Un regard sur l’hydrogène dans le yachting
Les conférences et les entretiens organisés dans le cadre du Monaco Energy Boat Challenge 2022 ont également été très intéressants. Outre la table ronde sur “La transition énergétique dans le yachting”, dont nous avons déjà rendu compte dans notre précédent article, la troisième réunion du Monaco Hydrogen Working Group, intitulée ” Débloquer les obstacles à l’hydrogène dans le secteur maritime: réglementation portuaire et viabilité économique des projets “, au cours de laquelle une quinzaine d’intervenants se sont réunis pour faire le point sur les avancées de la filière hydrogène, sa réglementation et son économie, a été très stimulante.

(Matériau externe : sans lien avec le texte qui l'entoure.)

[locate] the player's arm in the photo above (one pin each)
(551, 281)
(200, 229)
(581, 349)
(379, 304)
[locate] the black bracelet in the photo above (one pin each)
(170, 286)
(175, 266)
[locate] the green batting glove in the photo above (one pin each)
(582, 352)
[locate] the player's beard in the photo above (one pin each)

“Le transport maritime représente 2 à 3 % des émissions mondiales de CO2 et il existe plusieurs pistes pour le décarboner”, a commencé Anne-Marie Perez, directrice générale du Cluster Capenergies. “Nous avons des solutions à base d’hydrogène avec différents vecteurs: hydrogène gazeux, e-méthane, méthanol sous forme liquide et même ammoniac. L’Europe a également assoupli récemment les critères permettant de lier la production d’électricité et l’hydrogène sans carbone: c’est un pas dans la bonne direction pour la production d’hydrogène sans carbone, car les projets seront développés plus rapidement et plus facilement. D’un autre côté, cependant, les réglementations pour les ports ne sont pas vraiment en place et cette situation doit être améliorée”.

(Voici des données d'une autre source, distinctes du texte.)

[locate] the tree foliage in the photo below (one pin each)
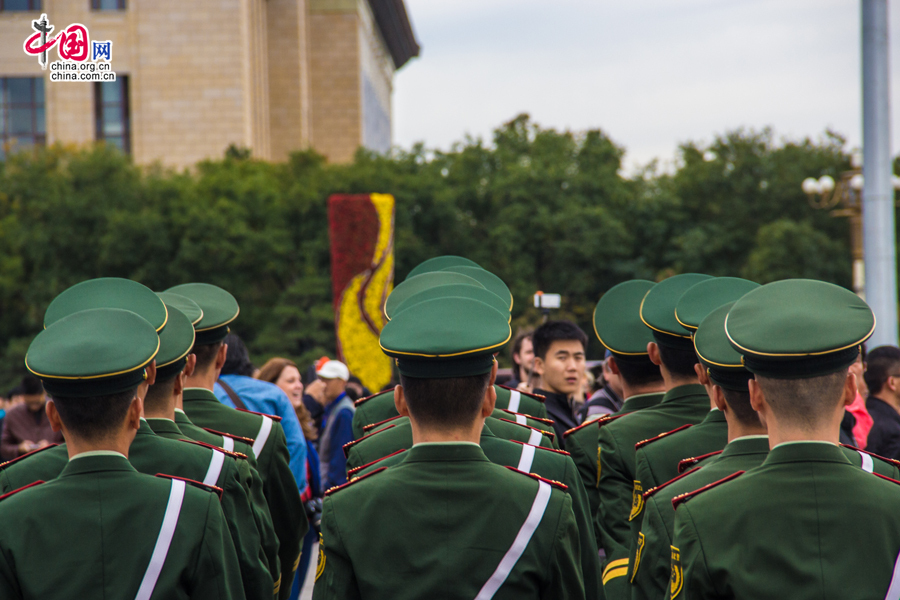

En ce qui concerne la mise en œuvre des projets, les discussions sur l’élaboration de modèles commerciaux vont bon train: “Monaco et les villes voisines font partie des destinations qui pourraient voir l’installation de stations à hydrogène”, a déclaré Adrien Zanoto, directeur général de Hydrogen Infrastructure de Hype. Et compte tenu de la demande croissante, certaines pistes pourraient se concrétiser: “Actuellement, quelque 800 propriétaires attendent de passer aux solutions hydrogène. Mais ce qui freine la signature finale des commandes, c’est la possibilité de s’approvisionner”, explique Jérémie Lagarrigue, PDG d’EODev, “L’infrastructure est donc cruciale si l’on veut développer cet écosystème, notamment en termes de livraison”. Nous avons proposé une station flottante et nous annoncerons bientôt une installation capable de stocker de l’hydrogène à près de 700 bars, avec laquelle nous pourrons connecter nos générateurs, produire de l’électricité et donner un coup de pouce à l’hydrogène dans le yachting.” Même si la voie semble bien engagée, prévient Maud Augeai de Lhyfe, “de nombreuses technologies existent déjà et sont sur le marché, mais il faut maintenant passer à la phase d’industrialisation”. En conclusion, a déclaré Ivan Pavlovic, directeur exécutif et expert en transition énergétique chez Natixis, “l’hydrogène est considéré à juste titre comme un pilier de la transition énergétique dans le transport maritime, mais il est encore largement en phase de maturation. Aujourd’hui, les défis sont doubles: nous devons promouvoir son utilisation dans les premiers segments éligibles de l’économie et travailler à la réduction des coûts, qui sont encore trop élevés”.